Both of appellant's sons were developmentally delayed when they were removed from her care. Both were placed in the same foster home and have adjusted well. The foster parents help the children to participate in an Early Intervention program where William has made great progress in his speech and movement. According to the report of the guardian ad litem, Charles appears to be in the normal developmental stage for his age. The children's guardian recommended that permanent custody be awarded to LCCS so that Charles and William could have a stable environment.
Upon a review of the foregoing, we find that clear and convincing evidence was offered to support a finding that Charles and William could not be placed with their mother within a reasonable time or should not be placed with their mother and that it is in the best interests of these children to award permanent custody to the LCCS. Accordingly, we agree with the assessment of counsel that the sole arguable issue raised lacks merit.
In addition to considering the proposed assignment of error, we have thoroughly reviewed the record in this matter and have failed to find any prejudicial error or infringement of appellant's constitutional rights in the proceedings before the trial court.

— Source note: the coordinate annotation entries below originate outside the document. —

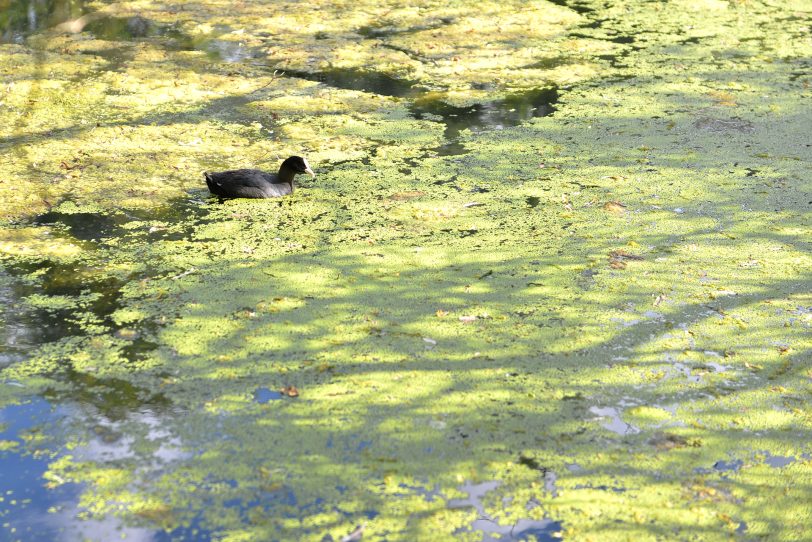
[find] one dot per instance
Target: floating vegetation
(552, 280)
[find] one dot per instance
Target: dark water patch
(114, 399)
(85, 226)
(27, 327)
(375, 32)
(32, 508)
(265, 395)
(496, 115)
(577, 7)
(624, 40)
(602, 487)
(122, 28)
(721, 466)
(523, 529)
(549, 63)
(366, 81)
(20, 18)
(26, 499)
(779, 461)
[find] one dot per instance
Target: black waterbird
(254, 183)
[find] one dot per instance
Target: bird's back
(246, 183)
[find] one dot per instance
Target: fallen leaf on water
(614, 207)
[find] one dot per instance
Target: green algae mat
(553, 280)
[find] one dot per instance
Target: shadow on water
(351, 79)
(89, 294)
(19, 18)
(36, 507)
(496, 115)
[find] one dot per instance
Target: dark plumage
(253, 183)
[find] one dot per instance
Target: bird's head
(299, 165)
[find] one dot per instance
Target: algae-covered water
(553, 280)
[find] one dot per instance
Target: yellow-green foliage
(592, 308)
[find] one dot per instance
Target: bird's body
(254, 183)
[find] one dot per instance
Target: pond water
(425, 341)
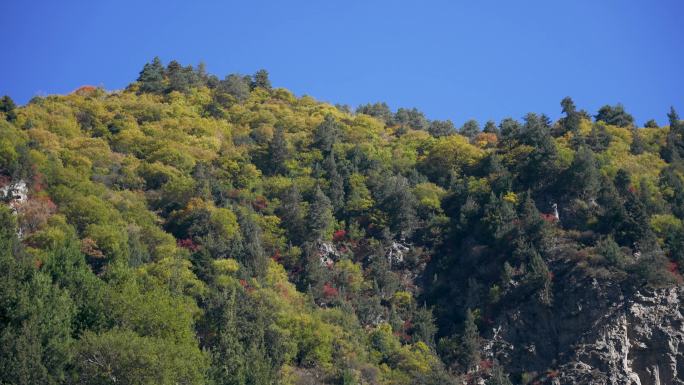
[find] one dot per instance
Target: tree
(637, 145)
(152, 77)
(252, 254)
(539, 275)
(439, 128)
(674, 142)
(320, 216)
(235, 85)
(326, 134)
(470, 356)
(180, 78)
(572, 119)
(123, 357)
(8, 107)
(35, 316)
(491, 128)
(410, 118)
(278, 152)
(291, 214)
(470, 129)
(651, 123)
(583, 175)
(615, 116)
(376, 110)
(396, 199)
(261, 80)
(336, 187)
(498, 376)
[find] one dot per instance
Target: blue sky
(455, 59)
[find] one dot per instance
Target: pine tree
(439, 128)
(152, 77)
(325, 135)
(278, 152)
(8, 107)
(252, 254)
(571, 121)
(320, 216)
(470, 129)
(261, 80)
(336, 187)
(470, 340)
(491, 128)
(637, 145)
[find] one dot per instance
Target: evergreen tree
(377, 110)
(291, 214)
(615, 116)
(8, 107)
(651, 123)
(491, 128)
(637, 145)
(320, 218)
(470, 129)
(235, 85)
(261, 80)
(498, 376)
(540, 275)
(470, 356)
(336, 187)
(583, 175)
(397, 200)
(326, 134)
(439, 128)
(151, 77)
(278, 152)
(571, 121)
(252, 254)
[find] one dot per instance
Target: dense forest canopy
(197, 230)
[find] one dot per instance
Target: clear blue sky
(457, 59)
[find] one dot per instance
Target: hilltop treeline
(197, 230)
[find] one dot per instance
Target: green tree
(320, 217)
(326, 134)
(491, 128)
(651, 123)
(236, 86)
(377, 110)
(470, 129)
(278, 153)
(615, 116)
(152, 77)
(35, 316)
(8, 107)
(470, 355)
(572, 119)
(439, 128)
(637, 145)
(261, 80)
(121, 356)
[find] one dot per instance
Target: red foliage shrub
(84, 90)
(329, 291)
(339, 235)
(260, 203)
(187, 243)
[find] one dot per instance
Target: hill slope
(195, 230)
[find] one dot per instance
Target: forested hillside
(193, 230)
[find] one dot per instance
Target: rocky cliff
(597, 331)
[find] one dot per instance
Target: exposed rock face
(597, 333)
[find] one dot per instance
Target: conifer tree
(470, 340)
(320, 216)
(152, 77)
(278, 152)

Furthermore, appellant was provided with an opportunity to file her own brief, but failed to do so. Therefore, we conclude that this appeal is without merit and wholly frivolous. Appellate counsel's motion to withdraw is found well-taken and is, hereby, granted. The judgment of the Lucas County Court of Common Pleas, Juvenile Division, is affirmed. Appellant is ordered to pay the court costs of this appeal.
Melvin L. Resnick, J., James R. Sherck, J. Richard W. Knepper,P.J., JUDGES CONCUR.In the Matter of Charles S. and William S. L-99-1364
__________________________ Resnick, M. L., J.
1 The parental rights of Charles S., the children's father, were also terminated. He did not appeal the grant of permanent custody to LCCS. Therefore, we shall not discuss the proceedings below as they relate to him.